You deploy with one command:
deck deploy
No kubectl. No context switching. No copying YAML between files.
And you keep everything that makes Kubernetes worth using: your own cloud provider, your own infrastructure, no vendor lock-in, predictable pricing. What you drop is the 300 lines of boilerplate that look the same in every Laravel project.
Try Deckrun free for 30 days — no credit card required.
FAQ
Should I run MySQL inside Kubernetes?
No. Databases are stateful, and Kubernetes is designed for stateless workloads. Running MySQL in the cluster means you're responsible for backups, replication, failover, persistent volumes, and version upgrades. Use a managed database from your cloud provider instead (DigitalOcean Managed MySQL, Amazon RDS, Google Cloud SQL). It costs more than self-hosting, but the time you save and the incidents you avoid make it worth it.
How do I run Laravel migrations on Kubernetes?
Use a Kubernetes Job that runs php artisan migrate --force once per deployment. Don't run migrations in your container's entrypoint (every pod would try to run them) or as an init container (same problem with multiple replicas). Name the Job uniquely per deploy (for example, including the Git commit SHA) because Jobs are immutable by name in Kubernetes. Apply the Job first, wait for it to complete with kubectl wait, then apply your Deployment to avoid new pods serving traffic against an old schema.
How do I scale Laravel queue workers on Kubernetes?
Deploy queue workers as a separate Kubernetes Deployment (not the same one as your web app) and use a HorizontalPodAutoscaler to scale them based on memory usage. CPU is a poor signal for workers because they typically wait on I/O rather than burning CPU. Memory usage grows with the amount of data each worker holds while processing jobs, which correlates better with actual load. For more precise scaling, you can use custom metrics based on queue depth, but that requires additional tooling like KEDA.
How do I view logs from my Laravel app on Kubernetes?
Use kubectl logs <pod-name> to view logs from a specific pod, or kubectl logs -l app=laravel-app --tail=100 -f to stream logs from all pods with a given label. For this to work reliably, your Laravel app must write logs to stdout/stderr instead of a log file. Set LOG_CHANNEL=stderr in your environment variables so Laravel sends log output where Kubernetes can collect it. For long-term log storage and search, pipe your cluster logs into a centralized logging service (Grafana Loki, Datadog, or your cloud provider's logging product).
Do I need Helm or kustomize to deploy Laravel on Kubernetes?
No, you can deploy Laravel with plain YAML manifests, as shown in this guide. Helm and kustomize become useful when you need to deploy the same application to multiple environments (staging, production, per-customer) with different configurations, or when you're managing many applications across a team.
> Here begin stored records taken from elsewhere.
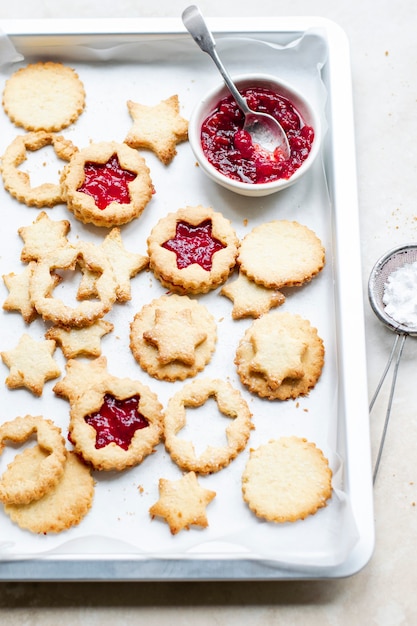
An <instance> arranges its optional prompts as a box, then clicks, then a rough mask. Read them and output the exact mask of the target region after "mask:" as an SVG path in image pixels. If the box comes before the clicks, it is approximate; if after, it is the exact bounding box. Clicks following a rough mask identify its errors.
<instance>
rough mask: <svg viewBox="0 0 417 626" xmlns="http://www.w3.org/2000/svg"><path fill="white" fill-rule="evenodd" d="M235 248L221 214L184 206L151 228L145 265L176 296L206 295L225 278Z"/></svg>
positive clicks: (225, 279)
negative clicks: (187, 293)
mask: <svg viewBox="0 0 417 626" xmlns="http://www.w3.org/2000/svg"><path fill="white" fill-rule="evenodd" d="M238 247H239V240H238V238H237V236H236V233H235V231H234V229H233V227H232V225H231V223H230V221H229V220H227V219H226V218H225V217H224V216H223V215H222V214H221V213H219V212H216V211H214V210H213V209H212V208H210V207H203V206H194V207H191V206H188V207H185V208H182V209H178V211H176V212H175V213H169V214H168V215H166V216H165V217H163V218H161V219H160V220H159V222H158V223H157V224H156V226H154V228H153V229H152V232H151V234H150V235H149V237H148V255H149V266H150V268H151V269H152V271H153V272H154V274H155V276H156V277H157V278H158V279H159V280H160V282H161V283H162V284H163V285H164V286H165V287H167V288H168V289H170V290H172V291H174V292H176V293H179V294H186V293H189V294H198V293H207V292H208V291H210V289H215V288H216V287H218V286H219V285H221V284H222V283H223V282H224V281H225V280H226V279H227V277H228V276H229V274H230V272H231V271H232V269H233V267H234V265H235V263H236V257H237V253H238Z"/></svg>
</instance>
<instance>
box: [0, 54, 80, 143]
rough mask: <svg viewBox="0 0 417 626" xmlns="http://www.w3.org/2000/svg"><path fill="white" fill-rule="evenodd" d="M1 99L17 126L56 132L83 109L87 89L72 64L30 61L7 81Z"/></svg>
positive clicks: (29, 128) (14, 73) (26, 127)
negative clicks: (63, 63) (1, 99)
mask: <svg viewBox="0 0 417 626" xmlns="http://www.w3.org/2000/svg"><path fill="white" fill-rule="evenodd" d="M2 102H3V108H4V110H5V112H6V113H7V115H8V116H9V118H10V119H11V121H12V122H13V123H14V124H16V126H22V127H23V128H25V129H26V130H30V131H32V130H33V131H36V130H45V131H48V132H55V131H59V130H61V129H63V128H65V127H67V126H69V125H70V124H72V123H73V122H75V120H76V119H77V118H78V117H79V115H80V114H81V113H82V112H83V110H84V107H85V90H84V85H83V83H82V82H81V80H80V78H79V76H78V74H77V73H76V72H75V70H73V69H72V68H71V67H68V66H66V65H63V64H62V63H54V62H52V61H47V62H45V63H43V62H39V63H31V64H29V65H27V66H26V67H22V68H20V69H19V70H17V71H16V72H15V73H14V74H12V75H11V77H10V78H9V79H8V80H7V81H6V84H5V87H4V91H3V100H2Z"/></svg>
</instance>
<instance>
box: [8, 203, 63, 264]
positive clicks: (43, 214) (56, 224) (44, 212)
mask: <svg viewBox="0 0 417 626" xmlns="http://www.w3.org/2000/svg"><path fill="white" fill-rule="evenodd" d="M70 227H71V226H70V223H69V221H68V220H60V221H57V222H56V221H54V220H51V219H49V217H48V215H47V213H45V211H42V212H41V213H39V215H38V217H37V218H36V220H35V221H34V222H33V224H31V225H30V226H22V227H21V228H19V230H18V233H19V235H20V236H21V238H22V239H23V241H24V244H25V245H24V246H23V248H22V251H21V255H20V258H21V260H22V261H24V262H28V261H37V260H38V259H39V258H41V257H43V256H45V255H47V254H48V252H55V250H56V249H57V248H60V247H63V246H65V245H66V244H67V243H68V240H67V237H66V236H67V233H68V232H69V230H70Z"/></svg>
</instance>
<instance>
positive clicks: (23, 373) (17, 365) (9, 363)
mask: <svg viewBox="0 0 417 626" xmlns="http://www.w3.org/2000/svg"><path fill="white" fill-rule="evenodd" d="M55 347H56V344H55V341H53V340H45V341H35V339H33V338H32V337H31V336H30V335H28V334H26V333H24V334H23V335H22V336H21V338H20V340H19V343H18V345H17V346H16V347H15V348H13V350H8V351H6V352H1V353H0V355H1V358H2V360H3V362H4V363H5V365H7V367H8V368H9V369H10V373H9V376H8V377H7V378H6V385H7V387H9V389H17V388H18V387H26V388H27V389H29V390H30V391H32V393H34V394H35V395H36V396H40V395H42V391H43V386H44V384H45V382H46V381H47V380H50V379H51V378H58V376H60V374H61V370H60V369H59V367H58V365H57V363H56V362H55V360H54V359H53V358H52V355H53V353H54V351H55Z"/></svg>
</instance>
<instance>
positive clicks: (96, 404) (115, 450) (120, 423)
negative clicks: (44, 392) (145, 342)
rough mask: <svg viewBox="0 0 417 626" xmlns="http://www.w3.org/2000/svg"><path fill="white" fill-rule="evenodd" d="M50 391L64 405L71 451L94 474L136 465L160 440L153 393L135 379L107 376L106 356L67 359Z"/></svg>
mask: <svg viewBox="0 0 417 626" xmlns="http://www.w3.org/2000/svg"><path fill="white" fill-rule="evenodd" d="M54 392H55V394H56V395H58V396H60V397H63V398H67V399H68V401H69V404H70V422H69V438H70V440H71V442H72V443H73V445H74V450H75V452H77V453H78V454H79V455H80V456H81V457H82V458H83V459H84V461H85V462H86V463H87V464H88V465H90V466H91V467H93V468H94V469H96V470H103V471H110V470H115V471H122V470H124V469H126V468H128V467H132V466H134V465H138V464H139V463H141V462H142V461H143V460H144V459H145V458H146V457H147V456H148V455H149V454H152V453H153V451H154V449H155V446H157V445H158V443H159V442H160V440H161V437H162V428H163V417H162V405H161V404H160V402H159V401H158V398H157V396H156V395H155V393H153V391H151V389H150V388H149V387H148V386H147V385H144V384H143V383H141V382H140V381H138V380H132V379H130V378H118V377H116V376H113V375H112V374H110V372H108V370H107V360H106V358H105V357H98V358H97V359H95V360H93V361H90V362H88V363H84V362H82V361H78V360H77V359H71V360H69V361H68V362H67V365H66V375H65V377H64V378H63V379H61V380H60V381H59V382H58V383H57V384H56V385H55V386H54Z"/></svg>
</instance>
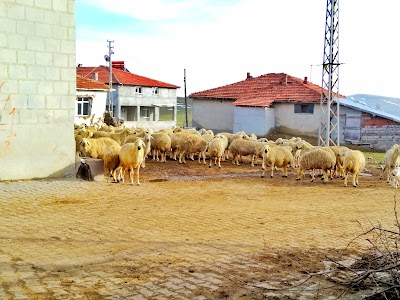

For a single Laravel app in production, they add complexity without much benefit. Start with plain YAML and reach for Helm or kustomize only when you actually need to parameterize your deployments.
How much does it cost to deploy Laravel on Kubernetes?
Expect a minimum of around $80-120/month for a basic production setup on DigitalOcean: about $50-70/month for a 2-node DOKS cluster (2 vCPU / 4 GB each), $15-25/month for a managed MySQL database, $10/month for a load balancer, and a few dollars for a container registry and object storage if you need it. This doesn't include your Laravel app's compute usage, which scales with traffic. Kubernetes is not the cheapest way to deploy a Laravel app (a single VPS is), but it gives you auto-scaling, zero-downtime deploys, and portability in exchange for that baseline cost.